Getting small- and medium-sized magazine on to tablet and other e-devices
As things get sorted in the wake of the launch of the iPad, smaller and medium-sized magazines must be wondering how they are going to be able to make their content available on the new device in some affordable way.
Larger publishing organizations of the likes of Rogers and Transcontinental have the means to do this, if they wish, which they undoubtedly do. But there is a real opportunity here for the magazine industry to work together to create a plain vanilla, open source application that would allow print content from smaller and independent magazines to be ported to the iPad, iPhone and other electronic reading devices such as the Kindle. Or to make a partnership with a private sector provider to do it on their behalf. All for an annual or one-time fee small enough to be a no-brainer.
This would be similar to the digital newsstand deal that Magazines Canada entered into with Zinio to deliver pdf versions of their members' magazines. However, that is only one way that digital versions can be delivered to readers and not everyone will want to go the "flip book" route; many others will want to be able to deliver content in a way that takes best advantage of the capabilities of the new e-readers.
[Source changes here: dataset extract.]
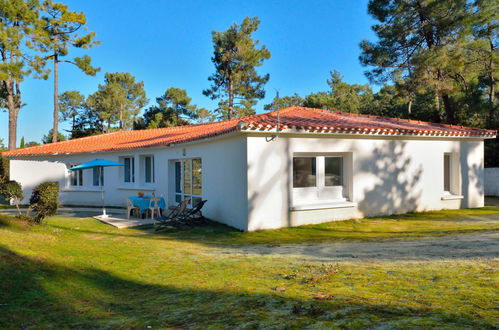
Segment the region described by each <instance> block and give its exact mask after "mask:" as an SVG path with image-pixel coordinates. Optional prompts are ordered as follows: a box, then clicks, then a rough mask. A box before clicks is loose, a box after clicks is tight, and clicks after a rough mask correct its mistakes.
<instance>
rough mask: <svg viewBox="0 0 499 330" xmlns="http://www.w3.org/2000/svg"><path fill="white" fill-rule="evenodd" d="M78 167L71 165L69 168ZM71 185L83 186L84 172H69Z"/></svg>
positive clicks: (71, 185)
mask: <svg viewBox="0 0 499 330" xmlns="http://www.w3.org/2000/svg"><path fill="white" fill-rule="evenodd" d="M75 166H76V165H69V167H70V168H71V167H75ZM69 184H70V185H71V186H74V187H77V186H83V170H78V171H69Z"/></svg>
For readers, it has to be a simple as downloading some sort of "mag-app" from iTunes or similar sources for free or for a small fee. For magazines, there has to be a reasonably straightforward and inexpensive way to convert content from page format to electronic format that enhances the readers' experience. In other words, the whole back end has to be easy for the magazine and virtually invisible to the reader.
Big U.S. magazine and textbook publishers have signed deals to make their material available for the iPad, iPhone and the iPod Touch . Some work through an arrangement with ScrollMotion, a company that created an application called Iceberg Reader. But such an arrangement is probably way beyond the means of individual smaller magazine publishers. If ever there was a time when collaborative effort is called for, this is it.
Of course, not everyone is convinced that they want to or can deliver their content digitally, or that they can make any money at it. But probably just as many would be eager to take part in something made affordable because it had a critical mass of participants. And the only practical way for that to happen is if an organization like Magazines Canada were to front the process, pull together a working group to draw up the specs and negotiate whatever deals are necessary to keep Canada's many small- and medium-sized magazines in the loop on this rapidly emerging field.